Japanese investigators, led by Taiji Nagaoka, MD, PhD, have found an ocular biomarker of cardiovascular diseases. Specifically, in a recent study, the mean blur rate (MBR) in the nasal region was associated with systemic atherosclerosis in patients with acute coronary syndrome (ACS).
Dr Nagaoka reported the findings at the Association for Research in Vision and Ophthalmology annual meeting. He is associate professor, Department of Ophthalmology, Nihon University School of Medicine, Tokyo.

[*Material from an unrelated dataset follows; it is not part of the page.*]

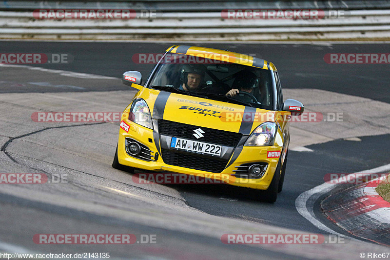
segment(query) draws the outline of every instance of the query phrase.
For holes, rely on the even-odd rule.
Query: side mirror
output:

This team of investigators reported previously the retinal blood flow parameters were associated with systemic atherosclerosis in patients with ACS. What remained unclear was the relationship between atherosclerosis and the choroidal blood flow parameters.

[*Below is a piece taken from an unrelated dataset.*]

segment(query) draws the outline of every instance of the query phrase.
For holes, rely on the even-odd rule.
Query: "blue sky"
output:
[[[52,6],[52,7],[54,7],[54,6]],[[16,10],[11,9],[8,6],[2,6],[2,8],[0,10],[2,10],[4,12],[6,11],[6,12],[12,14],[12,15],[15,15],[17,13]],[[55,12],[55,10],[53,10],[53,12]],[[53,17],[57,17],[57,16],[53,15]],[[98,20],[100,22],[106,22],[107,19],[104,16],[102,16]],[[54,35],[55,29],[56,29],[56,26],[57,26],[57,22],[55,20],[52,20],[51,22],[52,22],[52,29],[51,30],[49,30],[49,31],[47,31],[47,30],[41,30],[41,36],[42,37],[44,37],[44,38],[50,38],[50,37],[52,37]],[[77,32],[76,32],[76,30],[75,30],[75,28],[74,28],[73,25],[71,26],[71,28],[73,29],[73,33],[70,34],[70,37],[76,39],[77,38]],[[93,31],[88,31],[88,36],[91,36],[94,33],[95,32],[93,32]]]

In a continuation of their research, the team used laser speckle flowgraphy (LSFG) to study the association between the choroidal blood flow and the systemic risk factors for atherosclerosis, ie, the brachial-ankle pulse-wave velocity (baPWV), an index of systemic arterial stiffness, and the intima-media thickness (IMT) in patients with ACS.
The study evaluated 44 patients between April 2019 and September 2020. The patients underwent a lipid panel study, renal function tests, cardiac function tests, measures of the INT and baPWV, and an ophthalmic evaluation.
Dr Nagaoka explained that they used LSFG to measure the choroidal MBR as an index of choroidal blood flow nasally (MBR-N) from the disc without large retinal vessels and compared the results with the systemic risk factors including the baPWV and IMT.
“The results showed significant positive correlations between the baPWV and choroidal blood flow nasally (r=0.33, p=0.029), between the LVDd and choroidal blood flow temporally(r=-0.30, p=0.045), and between the LVmass index and the retinal blood flow (r=-0.45, p=0.002).
The study reached the following conclusions. The choroidal MBR in the nasal region is correlated with systemic arterial stiffness and is significantly lower in patients with coronary artery multivessel disease. Evaluation of the ocular blood flow using the noninvasive LSFG technology can detect systemic risk factors in patients with ACS.